Kooperatives Ganztagsmodell, die Lösung der Schulkindbetreuung?

09. Juli 2018

2025 soll der Rechtsanspruch der Eltern auf Ganztagsbetreuung auch im Schulkindbereich umgesetzt sein. Derzeit stehen viele Eltern von Grundschülern jedoch noch vor einem Problem: Ganz zu schweigen davon, dass nicht genügend Betreuungsplätze vorhanden sind entspricht die Betreuungssituation nach der Schule und in den Ferien nicht oder nur teilweise den Wünschen und dem Bedarf aller Beteiligten. Die Schulkindbetreuung in Bayern ist derzeit ein Dschungel aus verschiedenen Betreuungsformen. Die Unterschiede zwischen offenem und gebundenem Ganztag, Mittagsbetreuung kurz oder lang, mit oder ohne Ferienbetreuung ein- oder zweimal und die Angebote vieler unterschiedlicher Träger ist für die Eltern kaum mehr zu erkennen.

In der Podiumsdiskussion am 4. Juli der SPD-Landtagskandidatin Britta Promann wurde versucht, den Bedarf und die Umsetzung einer einheitlichen Form bei Eltern und Lehrer zu ergründen. Hierzu stellte zunächst Julia Sterzer, Referatsleitung der AWO München Stadt das Modellprojekt „Kooperative Ganztagsbildung“ vor. Zusammen mit der Stadt München und dem bayerischen Sozialministerium wird seit März 2018 ein einheitliches Konzept mit Schule und Kinderbetreuung an ein und demselben Ort entwickelt. Alle Kinder mit Betreuungsbedarf werden an Ihrer Sprengelschule nachmittags gemeinsam betreut. Das Raumkonzept der Schule wurde so gestaltet, dass den Kinder neben den Klassenzimmern noch zusätzliche Räume für Aktivitäten und Rückzug zur Verfügung stehen. Eltern haben die freie Wahlmöglichkeit bezüglich Dauer, Umfang und Schulform und können ihre Kinder gleich bei der Schuleinschreibung zur Betreuung anmelden. Das Konzept ist so ausgelegt, dass alle Kinder dieser Schule auch dort betreut werden könnten. Dieses Modell wird im Schuljahr 2018/2019 erstmals umgesetzt und soll im darauffolgenden Schuljahr an zehn weiteren Münchener Grundschulen implementiert werden.

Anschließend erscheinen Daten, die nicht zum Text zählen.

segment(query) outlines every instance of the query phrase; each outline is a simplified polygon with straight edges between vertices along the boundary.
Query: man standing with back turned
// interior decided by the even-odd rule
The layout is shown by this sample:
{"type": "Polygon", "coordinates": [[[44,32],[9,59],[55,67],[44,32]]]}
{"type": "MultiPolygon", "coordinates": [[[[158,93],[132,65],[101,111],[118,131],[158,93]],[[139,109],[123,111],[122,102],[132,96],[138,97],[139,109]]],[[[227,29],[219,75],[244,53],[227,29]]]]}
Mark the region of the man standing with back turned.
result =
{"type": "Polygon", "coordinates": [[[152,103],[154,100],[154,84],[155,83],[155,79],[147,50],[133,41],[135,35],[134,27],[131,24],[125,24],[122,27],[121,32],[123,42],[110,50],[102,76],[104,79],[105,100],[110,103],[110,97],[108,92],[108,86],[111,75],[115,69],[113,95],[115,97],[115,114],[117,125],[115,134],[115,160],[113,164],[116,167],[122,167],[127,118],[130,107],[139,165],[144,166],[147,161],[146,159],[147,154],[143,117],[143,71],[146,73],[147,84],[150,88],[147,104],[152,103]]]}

Aber was brauchen Familien und Schulen bei der Schulkindbetreuung im Raum Rosenheim?

Dieser Frage wurde in der anschließenden Podiumsdiskussion von Helga Wagner, Schulleitung der Prinzregentenschule in Rosenheim, Julia Sterzer von der AWO München Stadt, Bärbel Max, Mitgründerin der Mittagsbetreuung Stephanskirchen und ehemalige Schulleitung der Wirtschaftsschule Bad Aibling und Britta Promann, Landtagskandidatin der SPD nachgegangen. Als Hauptproblem wurde gesehen, dass viele Schulen in Stadt und Landkreis als reine Unterrichtsgebäude gebaut wurden und der Platzbedarf für eine kooperative Ganztagesbetreuung erst baulich gedeckt werden müsste. Das geht natürlich nur, wenn die Sachkostenträger, respektive die Kommunen, an einem Strang ziehen. Auch einer wohnortnahen Betreuung wurden viele positive Aspekte zugesprochen - die Verwurzelung der Kinder in wohnortnähe ist ein nicht zu verachtendes Argument.

Das Modell der kooperativen Ganztagsbildung ist auf jeden Fall ein Schritt in die Richtige Richtung. Die Vereinfachung für die Eltern und die bestmögliche Betreuung für die Kinder muss im Vordergrund bleiben.